1. Mobile Health (mHealth) Applications: Develop and implement mobile applications that provide information and resources related to maternal health, including prenatal care, nutrition, and postpartum care. These apps can be easily accessible to women in sub-Saharan Africa, even in remote areas with limited healthcare facilities.

2. Telemedicine: Establish telemedicine services that allow pregnant women to consult with healthcare professionals remotely. This can help overcome geographical barriers and provide access to specialized care for high-risk pregnancies.

3. Community Health Workers: Train and deploy community health workers who can provide basic maternal healthcare services, education, and support to women in their communities. These workers can help bridge the gap between healthcare facilities and remote areas.

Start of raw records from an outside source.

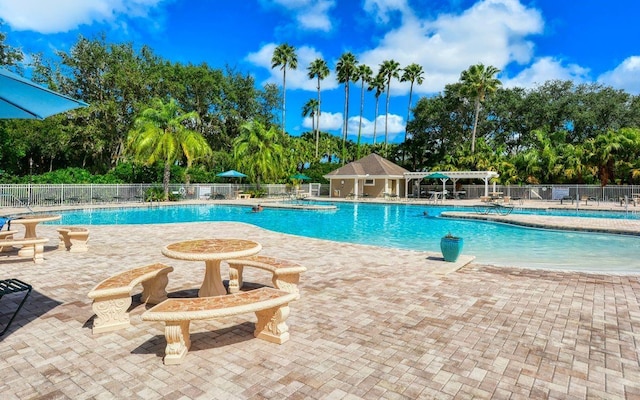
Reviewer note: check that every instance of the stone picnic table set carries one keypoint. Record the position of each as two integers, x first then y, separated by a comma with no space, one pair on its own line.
112,297
31,245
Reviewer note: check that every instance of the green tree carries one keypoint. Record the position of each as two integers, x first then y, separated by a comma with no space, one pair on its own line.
319,70
389,69
164,133
346,69
364,75
478,82
259,153
284,56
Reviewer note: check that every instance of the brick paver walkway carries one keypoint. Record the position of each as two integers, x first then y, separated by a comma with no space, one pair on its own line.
371,323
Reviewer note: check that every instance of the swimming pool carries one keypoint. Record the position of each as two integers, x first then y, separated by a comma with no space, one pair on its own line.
403,226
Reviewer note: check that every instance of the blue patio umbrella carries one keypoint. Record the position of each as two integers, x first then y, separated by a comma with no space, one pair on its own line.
24,99
438,175
232,173
300,177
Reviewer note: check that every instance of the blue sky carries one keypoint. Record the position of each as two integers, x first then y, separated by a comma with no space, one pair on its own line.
530,41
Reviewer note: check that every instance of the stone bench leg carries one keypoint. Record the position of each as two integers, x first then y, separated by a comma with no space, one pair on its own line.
65,243
38,253
271,325
154,291
78,242
287,282
5,236
235,277
111,313
178,341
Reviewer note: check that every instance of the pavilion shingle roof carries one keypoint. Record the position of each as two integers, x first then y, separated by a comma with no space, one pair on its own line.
372,165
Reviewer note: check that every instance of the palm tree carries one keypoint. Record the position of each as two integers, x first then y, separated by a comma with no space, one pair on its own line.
160,133
318,69
363,74
259,152
477,82
346,71
284,56
388,69
377,84
411,73
310,109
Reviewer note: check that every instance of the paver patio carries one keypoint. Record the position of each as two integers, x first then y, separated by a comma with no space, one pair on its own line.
371,323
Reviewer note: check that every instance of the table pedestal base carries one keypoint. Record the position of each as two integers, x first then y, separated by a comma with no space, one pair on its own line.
212,284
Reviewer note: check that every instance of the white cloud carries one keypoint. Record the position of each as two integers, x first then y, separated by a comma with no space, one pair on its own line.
65,15
333,122
309,14
383,9
493,32
296,78
545,69
625,76
328,121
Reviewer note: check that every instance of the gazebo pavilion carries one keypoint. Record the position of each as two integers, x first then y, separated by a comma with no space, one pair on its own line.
453,175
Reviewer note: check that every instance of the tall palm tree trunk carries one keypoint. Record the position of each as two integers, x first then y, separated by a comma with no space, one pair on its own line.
345,125
318,122
475,126
386,121
284,99
360,124
406,127
375,120
165,179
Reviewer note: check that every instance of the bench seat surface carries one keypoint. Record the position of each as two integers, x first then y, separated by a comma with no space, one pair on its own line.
128,278
265,262
9,242
178,309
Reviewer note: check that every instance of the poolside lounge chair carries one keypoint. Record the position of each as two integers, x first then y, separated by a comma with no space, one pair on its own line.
494,207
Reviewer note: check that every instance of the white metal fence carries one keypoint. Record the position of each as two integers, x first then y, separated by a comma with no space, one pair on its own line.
61,194
31,195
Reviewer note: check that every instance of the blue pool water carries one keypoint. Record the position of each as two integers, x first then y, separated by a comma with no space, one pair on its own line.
405,226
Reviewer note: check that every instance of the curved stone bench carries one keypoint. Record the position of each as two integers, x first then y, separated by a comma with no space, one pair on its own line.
6,235
271,307
37,243
74,239
112,296
286,274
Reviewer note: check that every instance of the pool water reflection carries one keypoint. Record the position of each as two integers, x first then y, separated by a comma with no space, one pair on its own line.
403,226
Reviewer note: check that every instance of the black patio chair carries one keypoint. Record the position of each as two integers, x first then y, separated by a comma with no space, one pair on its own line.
8,286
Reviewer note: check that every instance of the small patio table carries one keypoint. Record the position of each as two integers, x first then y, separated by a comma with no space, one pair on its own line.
30,222
211,251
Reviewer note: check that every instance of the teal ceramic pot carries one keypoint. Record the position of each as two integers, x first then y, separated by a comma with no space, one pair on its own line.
451,248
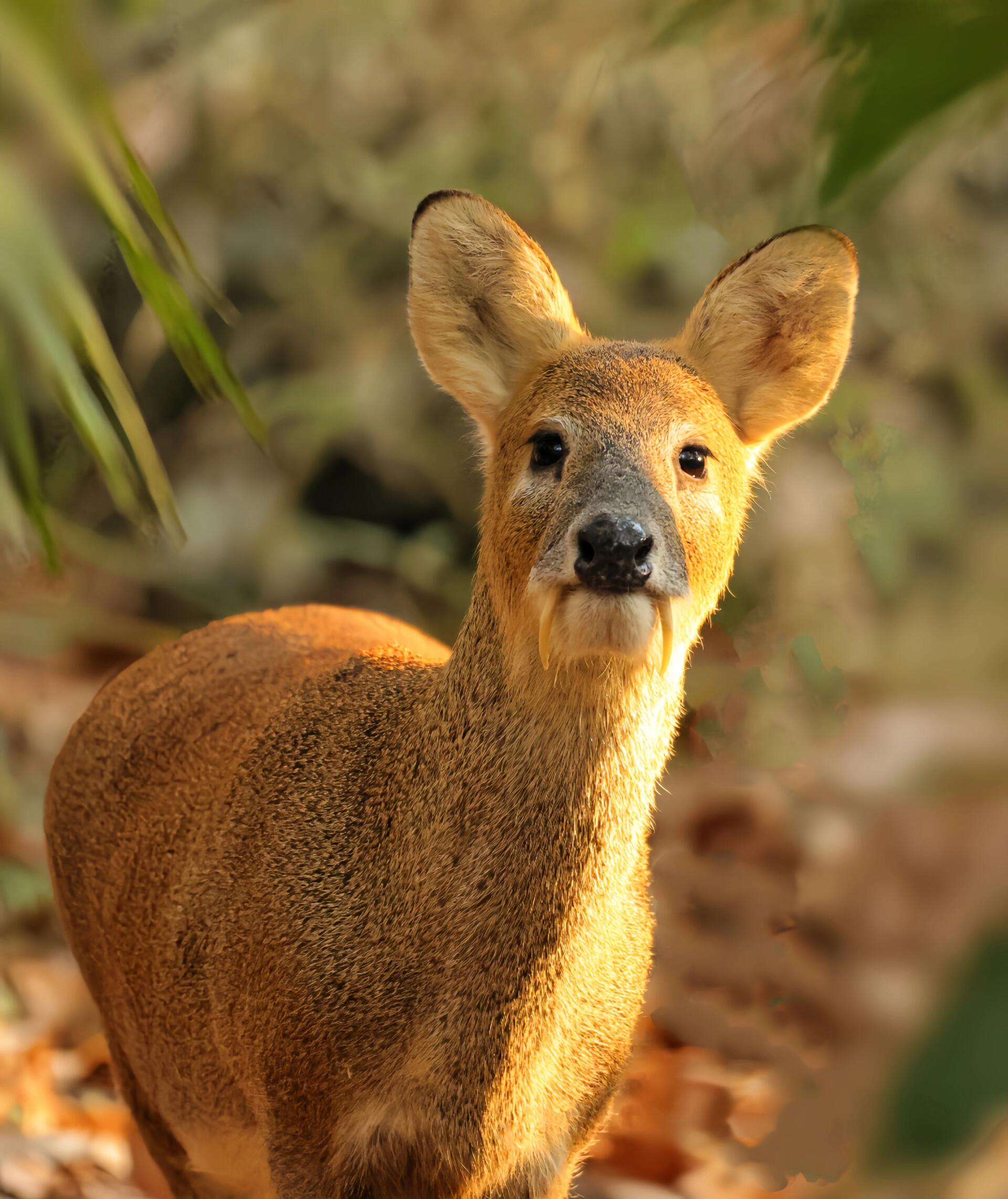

4. Maternal Health Vouchers: Implement voucher programs that provide financial assistance to pregnant women, enabling them to access essential maternal health services, such as antenatal care, skilled birth attendance, and postnatal care.

5. Public-Private Partnerships: Foster collaborations between the government, private sector, and non-profit organizations to improve access to maternal health services. This can involve leveraging private sector resources and expertise to enhance healthcare infrastructure and service delivery.

6. Health Education Campaigns: Conduct targeted health education campaigns to raise awareness about the importance of maternal health and encourage women to seek timely and appropriate care during pregnancy and childbirth.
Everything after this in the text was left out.